On Brad Mehldau’s “Art of the Trio Vol. 3: Songs”

Brad Melhdau Art of the Trio Vol 3 Songs

Art of the Trio Vol. 3: Songs, released at the end of 1998, marks the third in the Grammy-nominated series “Art of the Trio.” Each album explores the limits of trio music by exploiting the fullness (or emptiness) intrinsic to the trio sound. In his last album, Live at the Village Vanguard, pianist Mehldau blanketed the crowd with sound. Songs breaks from this strategy: recorded in the studio, the album has all the emptiness, loneliness, and introspection characteristic of Bill Evans.

The album hits its high point on Mehldau’s cover of “Exit Music (for a Film),” from Radiohead’s incredible OK Computer. The song, about Romeo and Juliet, carries the same melancholy plot line as the torch-song standards that surround it. Though thematically “Exit Music” draws from jazz, Mehldau rearranges the song into something that sounds more like a piano sonata.
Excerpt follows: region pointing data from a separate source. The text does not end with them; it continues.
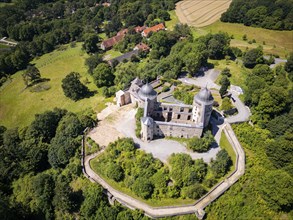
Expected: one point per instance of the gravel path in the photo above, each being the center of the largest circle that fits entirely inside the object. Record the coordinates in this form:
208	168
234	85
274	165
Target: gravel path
160	148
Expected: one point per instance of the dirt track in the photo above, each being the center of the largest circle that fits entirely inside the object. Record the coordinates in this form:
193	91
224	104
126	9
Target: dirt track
200	13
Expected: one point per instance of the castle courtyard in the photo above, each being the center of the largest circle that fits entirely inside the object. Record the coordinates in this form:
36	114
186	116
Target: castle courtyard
120	122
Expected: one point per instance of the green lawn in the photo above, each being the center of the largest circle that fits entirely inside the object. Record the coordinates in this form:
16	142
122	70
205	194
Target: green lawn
276	42
103	36
110	54
2	4
225	144
4	46
174	20
18	106
152	202
238	71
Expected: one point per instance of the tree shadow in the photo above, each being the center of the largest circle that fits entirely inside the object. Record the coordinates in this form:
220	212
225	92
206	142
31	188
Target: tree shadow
37	81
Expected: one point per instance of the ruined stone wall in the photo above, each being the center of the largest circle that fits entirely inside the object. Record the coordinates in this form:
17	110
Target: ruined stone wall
173	130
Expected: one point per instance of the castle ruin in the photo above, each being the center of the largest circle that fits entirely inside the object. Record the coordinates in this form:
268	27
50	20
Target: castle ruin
168	119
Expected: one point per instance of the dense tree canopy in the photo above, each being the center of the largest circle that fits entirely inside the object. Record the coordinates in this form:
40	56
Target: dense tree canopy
73	88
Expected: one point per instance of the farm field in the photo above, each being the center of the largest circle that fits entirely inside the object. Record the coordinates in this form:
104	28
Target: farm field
272	41
200	13
18	106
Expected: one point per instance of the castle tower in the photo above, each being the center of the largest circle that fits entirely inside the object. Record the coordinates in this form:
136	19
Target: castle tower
147	128
149	95
203	103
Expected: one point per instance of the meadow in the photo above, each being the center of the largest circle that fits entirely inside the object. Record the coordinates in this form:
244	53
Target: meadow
201	13
273	42
19	105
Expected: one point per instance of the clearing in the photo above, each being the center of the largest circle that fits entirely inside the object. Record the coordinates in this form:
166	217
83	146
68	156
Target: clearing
272	41
200	13
18	106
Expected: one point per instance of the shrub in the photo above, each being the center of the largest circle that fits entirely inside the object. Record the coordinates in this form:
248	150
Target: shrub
193	192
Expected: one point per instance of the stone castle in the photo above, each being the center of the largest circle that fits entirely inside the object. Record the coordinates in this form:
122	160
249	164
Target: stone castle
166	119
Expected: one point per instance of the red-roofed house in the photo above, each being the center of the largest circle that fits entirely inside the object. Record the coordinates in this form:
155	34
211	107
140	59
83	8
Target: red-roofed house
109	43
155	28
139	29
122	32
142	46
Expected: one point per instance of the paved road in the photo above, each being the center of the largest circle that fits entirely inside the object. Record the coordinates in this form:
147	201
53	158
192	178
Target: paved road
218	190
160	148
157	212
209	80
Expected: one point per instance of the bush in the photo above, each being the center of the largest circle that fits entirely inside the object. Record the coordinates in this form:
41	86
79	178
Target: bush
222	164
73	88
138	116
143	187
201	144
226	104
193	192
115	172
165	89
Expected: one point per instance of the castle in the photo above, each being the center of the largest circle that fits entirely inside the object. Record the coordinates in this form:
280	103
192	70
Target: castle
166	119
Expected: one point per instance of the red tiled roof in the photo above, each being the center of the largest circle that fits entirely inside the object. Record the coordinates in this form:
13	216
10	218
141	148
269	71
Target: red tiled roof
112	41
122	32
155	28
139	28
142	46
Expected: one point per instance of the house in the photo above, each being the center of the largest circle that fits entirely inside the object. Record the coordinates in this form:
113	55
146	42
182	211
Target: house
155	28
125	56
139	29
109	43
142	47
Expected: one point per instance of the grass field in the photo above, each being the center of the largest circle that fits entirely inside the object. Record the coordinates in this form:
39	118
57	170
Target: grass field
238	72
200	13
224	143
276	42
18	106
152	202
2	4
110	54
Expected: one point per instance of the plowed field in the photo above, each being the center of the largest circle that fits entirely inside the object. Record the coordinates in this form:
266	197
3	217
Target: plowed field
200	13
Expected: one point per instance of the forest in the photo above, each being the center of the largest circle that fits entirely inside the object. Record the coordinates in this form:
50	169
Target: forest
269	14
150	179
41	25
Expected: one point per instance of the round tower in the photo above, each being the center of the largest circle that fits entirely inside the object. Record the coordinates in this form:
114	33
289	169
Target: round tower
204	103
147	128
147	93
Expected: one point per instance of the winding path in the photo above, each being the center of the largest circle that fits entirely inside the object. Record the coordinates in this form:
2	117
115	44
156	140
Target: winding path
156	212
198	207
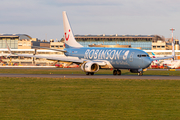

A classically trained musician, Mehldau acknowledges that often during composing and improvising he adopts from his favorite composers—Brahms, Beethoven, and Chopin. “Song-Song,” an original that opens the album, is a sad, slow waltz. After the short intro, bassist Larry Grenadier uses a bow to create the orchestral feel of Marccone’s Cinema Paradiso score. In “Unrequited” and “Convalescent,” Mehldau leaves behind the constraints of time signature, chord progression, and tonality, conjuring phrases that seem to flow from sadness itself.

Mehldau only falters when he tries to be traditional. The standards seem forced, despite the efforts of Larry Grenadier and Jorge Rossy. With “At a Loss,” the album loses steam. But at its best, Songs makes up in originality what it lacks in jazz tradition. Pat Metheny has called Mehldau “the most exciting pianist since Herbie Hancock,” and the ability of a young pianist to make one feel so deeply makes Mehldau one to watch.